IMG_8640過日、スリランカの紅茶のお店でカレーもいただけると聞いて友人と訪れてみました。
レジには日本人の女性スタッフ、料理を作り紅茶を入れてくださるのはスリランカの方と思われる男性スタッフがお一人いらっしゃいました。
バナナの葉で包まれたカレー、ピリ辛チキンをパンに挟んだもの、セイロンティーをオーダーしました。
「お待たせして申し訳ありません」「あと少しでできます」「是非またいらしてください」「ご来店ありがとうございました」と、何度も笑顔でことばをかけてくださったのは全て外国人男性でした。
お店を出てからすぐに「外国人スタッフの方のほうが日本人らしい接客だったわね」という友人のことばに、私も同じような印象を抱いていました。

その数日後、出張の移動で乗車した新幹線の中でのことです。
同じ列で通路挟んで向こう側、窓側の席に日本人男性が座っていらっしゃいました。
そこへ、外国人の年配の方が「こちらの席なのですが、隣に座ってもよいですか」と話しかけられると、日本人男性は美しい発音の英語で「もちろんお座りください」と優しくこたえられました。
その後も、お二人はしばらくお話を続けていらしたのですが、知らない人同士が隣の席に座ることをきっかけに会話が生まれるとは、何と素敵なことでしょう。
そのとき、ふと前述のスリランカ料理店で感じたことを思い出し、日本人同士だった場合には隣の席に座るときにこうしたことばをかけるのだろうか、という疑問が浮かびました。

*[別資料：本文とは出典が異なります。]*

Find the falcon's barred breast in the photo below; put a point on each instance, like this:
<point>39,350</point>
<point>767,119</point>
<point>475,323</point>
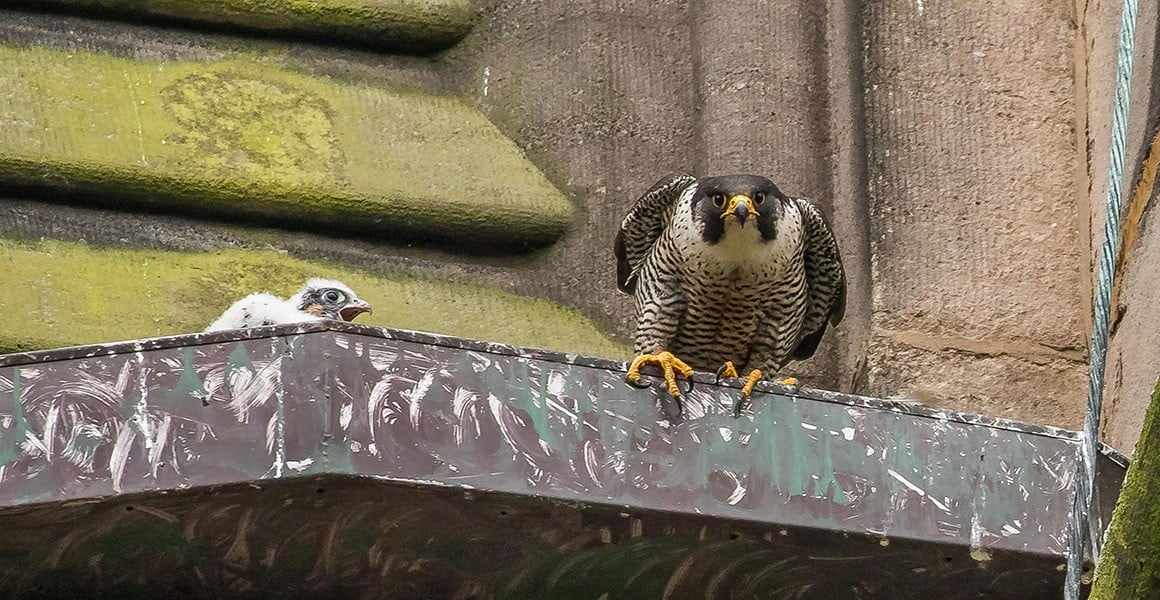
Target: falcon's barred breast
<point>729,269</point>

先代が一子相伝の封印を解き、惣領家に伝わる小笠原流礼法を多くの方にお伝えしたいと思ったきっかけは戦後、日本人が本来持っているはずの思いやり、すなわち他者を大切に思うこころが薄らいできたことであったと聞いています。
その後、現時点に至るまで、日本人の他者を思う気持ちはどのように変化してきているでしょうか。

さて、11月20日に開幕したFIFAワールドカップ・カタール2022において、日本代表の躍進に勇気や感動をいただいていますが、日本サポーターのゴミ拾いする姿も話題になっています。
思いやりを含め、このたびをきっかけに改めて「日本人らしさとは何か」について深く考えてみたいと思います。

ところで、出張の折に訪れたホテルのロビーで、鮮やかなクリスマスの飾りを拝見することができました。
すでに12月となり、今年も残すところあと一ヶ月を切りましたが、皆様におかれましては体調に気をつけてお過ごしください。